Yesterday, my husband and I started our annual spring cleaning, beginning with the kitchen pantry. What should have been a simple, practical task quickly turned into something else entirely. Item by item, shelf by shelf, it felt less like organizing food and more like opening a time capsule.
There it all was—low-calorie fiber pasta, almond butter packets, semolina flour, pasta made from hearts of palm, almond flour, and bone broth. A collection built over time, each item once carrying a quiet promise: control, progress, maybe even a return to a version of myself I thought I had lost.
Standing there, I realized this wasn't just a pantry. It was a record of a very specific moment in my life.
In the fall of 2021, I started to notice my body changing in ways I didn't recognize. I felt stronger in some places, softer in others—unfamiliar overall, like I was living in a version of my body that no longer followed the rules I understood. I didn't have the language for it then, but I was at the beginning of perimenopause.

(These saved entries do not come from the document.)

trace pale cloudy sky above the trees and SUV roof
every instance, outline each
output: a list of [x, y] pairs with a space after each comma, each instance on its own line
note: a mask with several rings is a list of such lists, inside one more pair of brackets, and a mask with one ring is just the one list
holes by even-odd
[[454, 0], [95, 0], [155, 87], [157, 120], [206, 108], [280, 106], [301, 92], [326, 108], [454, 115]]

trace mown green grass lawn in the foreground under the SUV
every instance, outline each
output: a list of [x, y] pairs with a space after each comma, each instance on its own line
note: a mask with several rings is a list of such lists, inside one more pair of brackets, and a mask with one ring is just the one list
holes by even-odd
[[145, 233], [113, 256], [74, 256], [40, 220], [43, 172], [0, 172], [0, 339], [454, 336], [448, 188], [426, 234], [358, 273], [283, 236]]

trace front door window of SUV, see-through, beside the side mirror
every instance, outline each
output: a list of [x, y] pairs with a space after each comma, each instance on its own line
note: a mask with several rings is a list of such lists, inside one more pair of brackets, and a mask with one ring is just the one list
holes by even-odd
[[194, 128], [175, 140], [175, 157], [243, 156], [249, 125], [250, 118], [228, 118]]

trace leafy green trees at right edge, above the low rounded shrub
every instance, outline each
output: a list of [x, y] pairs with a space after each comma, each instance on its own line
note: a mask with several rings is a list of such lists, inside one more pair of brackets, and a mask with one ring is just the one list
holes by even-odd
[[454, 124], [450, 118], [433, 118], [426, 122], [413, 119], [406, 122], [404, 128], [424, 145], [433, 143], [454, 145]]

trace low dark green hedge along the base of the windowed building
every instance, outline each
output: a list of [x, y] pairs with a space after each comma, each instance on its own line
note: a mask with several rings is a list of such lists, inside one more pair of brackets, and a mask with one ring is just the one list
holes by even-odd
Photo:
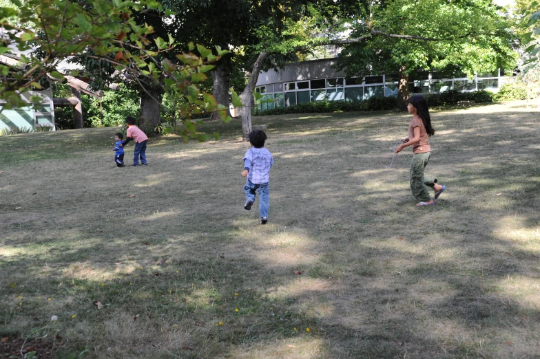
[[[459, 92], [450, 90], [441, 94], [425, 95], [430, 107], [457, 105], [458, 101], [473, 100], [477, 103], [493, 102], [497, 94], [490, 91]], [[349, 112], [349, 111], [381, 111], [392, 110], [397, 107], [395, 97], [375, 98], [364, 101], [315, 101], [304, 102], [278, 109], [253, 110], [253, 116], [286, 115], [288, 113], [323, 113], [323, 112]]]

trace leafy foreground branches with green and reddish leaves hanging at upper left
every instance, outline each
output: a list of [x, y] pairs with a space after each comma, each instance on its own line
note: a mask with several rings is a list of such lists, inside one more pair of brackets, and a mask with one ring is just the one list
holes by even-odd
[[[200, 93], [197, 83], [206, 79], [205, 72], [213, 69], [213, 63], [227, 54], [217, 48], [218, 55], [190, 43], [189, 52], [172, 53], [174, 64], [166, 56], [171, 54], [174, 39], [163, 40], [156, 36], [151, 26], [138, 25], [134, 14], [159, 13], [162, 8], [152, 0], [129, 1], [86, 0], [10, 0], [16, 8], [0, 7], [0, 54], [19, 55], [17, 64], [0, 63], [0, 100], [3, 108], [27, 105], [21, 94], [30, 89], [39, 89], [39, 81], [46, 76], [62, 79], [56, 66], [66, 58], [85, 57], [106, 64], [107, 71], [129, 76], [145, 89], [147, 84], [163, 81], [163, 89], [180, 91], [186, 98], [181, 111], [183, 128], [178, 131], [185, 137], [193, 135], [199, 140], [206, 138], [196, 134], [196, 122], [189, 113], [200, 108], [218, 109], [223, 120], [227, 120], [227, 109], [218, 107], [214, 96]], [[165, 12], [167, 15], [167, 12]], [[16, 21], [13, 21], [15, 19]], [[160, 61], [158, 61], [160, 60]], [[76, 76], [79, 72], [72, 72]], [[145, 89], [149, 96], [152, 93]], [[31, 100], [39, 102], [37, 96]]]

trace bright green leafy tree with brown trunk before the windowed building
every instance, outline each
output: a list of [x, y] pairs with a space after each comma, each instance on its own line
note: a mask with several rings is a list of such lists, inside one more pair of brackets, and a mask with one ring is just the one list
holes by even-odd
[[467, 76], [513, 69], [511, 23], [490, 0], [365, 1], [350, 19], [338, 67], [349, 76], [399, 72], [398, 100], [408, 99], [415, 69], [456, 68]]

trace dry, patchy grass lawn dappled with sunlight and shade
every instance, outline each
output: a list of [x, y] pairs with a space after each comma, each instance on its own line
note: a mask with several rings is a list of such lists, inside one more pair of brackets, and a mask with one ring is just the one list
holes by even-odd
[[429, 208], [410, 148], [384, 167], [410, 116], [254, 118], [267, 226], [237, 120], [146, 167], [116, 168], [116, 129], [0, 137], [0, 358], [537, 357], [540, 111], [432, 116]]

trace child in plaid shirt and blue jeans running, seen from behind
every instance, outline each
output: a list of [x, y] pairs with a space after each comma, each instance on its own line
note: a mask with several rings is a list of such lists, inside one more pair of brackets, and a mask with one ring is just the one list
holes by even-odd
[[270, 167], [273, 165], [273, 157], [270, 151], [264, 148], [267, 134], [264, 131], [255, 130], [249, 133], [251, 149], [244, 155], [244, 171], [242, 177], [247, 177], [244, 191], [246, 204], [244, 209], [250, 210], [255, 202], [255, 191], [259, 193], [259, 217], [260, 224], [268, 223], [269, 208], [269, 179]]

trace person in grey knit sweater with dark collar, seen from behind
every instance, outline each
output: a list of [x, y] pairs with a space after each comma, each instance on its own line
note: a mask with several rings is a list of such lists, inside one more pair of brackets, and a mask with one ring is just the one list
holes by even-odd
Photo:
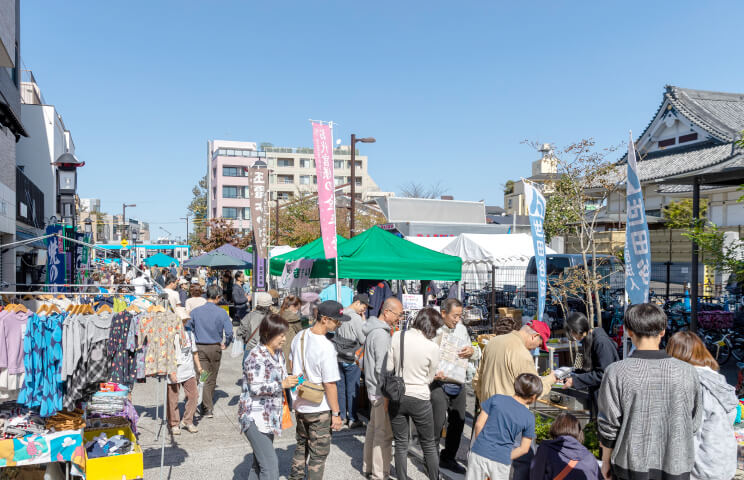
[[700, 381], [695, 367], [659, 350], [666, 325], [658, 305], [633, 305], [625, 313], [636, 350], [607, 368], [599, 389], [605, 478], [690, 478], [702, 419]]

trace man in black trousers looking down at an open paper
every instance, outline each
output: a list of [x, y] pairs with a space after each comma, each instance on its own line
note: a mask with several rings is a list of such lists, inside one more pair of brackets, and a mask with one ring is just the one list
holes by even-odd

So I did what many of us do—I went looking for answers.
I had my bloodwork done. I sat in exam rooms trying to explain something I couldn't quite articulate. The results came back mostly "normal," at least on paper. Maybe a slight shift here or there, nothing alarming. Nothing explained why I felt so off.
The guidance was straightforward: manage stress, adjust my diet, and keep exercising.
So, I did.
Every new product, every alternative ingredient, every "better" choice felt like a step toward regaining control. What I didn't realize was that I wasn't just changing how I ate—I was slowly losing trust in my own body.
Looking at that pantry now, I can see it clearly. Not just the trends or the phases, but the underlying urgency—the quiet panic wrapped in discipline, the hope disguised as routine.
I didn't know it then, but that moment marked the beginning of a much bigger shift. One that would eventually ask me to question everything I thought I knew about my body, my health, and what it really means to feel at home in both.